During these days, I build a keyword list from documents:
txtdir<-"E:/2015Ddtrial"
txtnames<-list.files(txtdir, pattern = ".txt", all.files = FALSE,
recursive = TRUE, include.dirs = FALSE, full.names=TRUE)
# prepared for data input
pkw<-vector()
#extract the keywords of the papers in the text files
for(i in 1:length(txtnames)) {
fc<-file(txtnames[i], open = "r", encoding = "UTF-8")
#alternative method of reading files: txtls<-readLines(con = fc, n=6, encoding = "unknown", skipNul = TRUE)
txtls<-scan(file = fc, what=character(), nmax = 6, sep = "\n", blank.lines.skip = TRUE, skipNul = TRUE, fileEncoding = "UTF-8")
rawvec<-grep("关键词", txtls, value = TRUE)
first<-regexpr("关键词", rawvec, ignore.case = FALSE)
last<-regexpr("分类号", rawvec, ignore.case = FALSE)
pkw<-append(pkw, substring(rawvec, first+4, last-2))
close(fc)
}
#combine all vectors into one line
kwdict<-gsub("^[[:blank:]+]|[[:blank:]+]$", "", pkw)

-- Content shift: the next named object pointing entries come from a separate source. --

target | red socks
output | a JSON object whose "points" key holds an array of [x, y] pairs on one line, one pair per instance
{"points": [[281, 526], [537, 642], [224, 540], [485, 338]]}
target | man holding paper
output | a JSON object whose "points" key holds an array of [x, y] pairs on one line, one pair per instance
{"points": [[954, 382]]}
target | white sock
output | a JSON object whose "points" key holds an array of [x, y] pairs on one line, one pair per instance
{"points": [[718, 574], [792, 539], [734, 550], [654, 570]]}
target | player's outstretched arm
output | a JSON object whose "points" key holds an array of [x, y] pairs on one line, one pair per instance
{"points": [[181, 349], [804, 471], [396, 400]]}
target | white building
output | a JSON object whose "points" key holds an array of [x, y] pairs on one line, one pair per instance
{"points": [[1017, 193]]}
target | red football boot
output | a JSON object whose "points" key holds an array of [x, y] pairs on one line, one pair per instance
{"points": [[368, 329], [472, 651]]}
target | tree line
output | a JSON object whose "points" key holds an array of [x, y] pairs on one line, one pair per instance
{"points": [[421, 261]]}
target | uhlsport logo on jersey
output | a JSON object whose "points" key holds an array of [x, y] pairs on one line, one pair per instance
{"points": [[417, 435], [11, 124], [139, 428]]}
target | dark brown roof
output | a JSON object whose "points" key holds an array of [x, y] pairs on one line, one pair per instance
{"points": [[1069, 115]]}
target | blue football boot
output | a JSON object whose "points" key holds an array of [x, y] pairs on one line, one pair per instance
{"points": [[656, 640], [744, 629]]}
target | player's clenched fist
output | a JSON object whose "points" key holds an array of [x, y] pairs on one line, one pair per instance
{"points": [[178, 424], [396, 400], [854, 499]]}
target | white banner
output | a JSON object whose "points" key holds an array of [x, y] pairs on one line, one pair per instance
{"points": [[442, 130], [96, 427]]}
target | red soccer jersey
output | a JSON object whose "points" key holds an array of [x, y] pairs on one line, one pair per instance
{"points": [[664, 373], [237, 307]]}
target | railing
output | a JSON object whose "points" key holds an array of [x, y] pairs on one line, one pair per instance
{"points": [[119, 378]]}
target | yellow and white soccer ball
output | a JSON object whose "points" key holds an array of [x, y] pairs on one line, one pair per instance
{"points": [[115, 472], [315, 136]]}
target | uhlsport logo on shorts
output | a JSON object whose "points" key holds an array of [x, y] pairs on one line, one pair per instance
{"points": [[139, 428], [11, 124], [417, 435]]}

This is a example of multiple language list(kwdict) which I used for prepare a retrieval word list to a matrix. I am not realize it as a list with out confirm, until the scholars ask this question to me. The charactor "list" just like below:
[1] " 本体 构建 语义 协同 知识库 可视化 系统 架构 " [2] "" [3] " 知识 服务 知识 组织 体系 本体 语义 网 技术 " [4] "" [5] " 服务 接口 知识 组织 开放 查询 语义 推理 Web 服务 "
[6] " Solr 分面 搜索 标准 信息管理 " [7] " 语义 W i k i 标注 导航 检索 S e m a n t i c M e d i a W i k i P A U X I k e W i k i "
[8] " Liferay 主从 模式 集成 知识 平台 " [9] " 数据 摄取 SKE 本体 属性 映射 三元组 存储 " [10] "本体 实体 检索 查询 问答 关联 检索 可视化"
I tried to use “unlist” to break them down into words
expansion <- unlist(kwdict, recursive = FALSE)
But the result is same as what I input (listed above), unchanged. Now I realize it maybe not separate using “unlist”? But I've no idea how to do it. Could you recommend another method for me?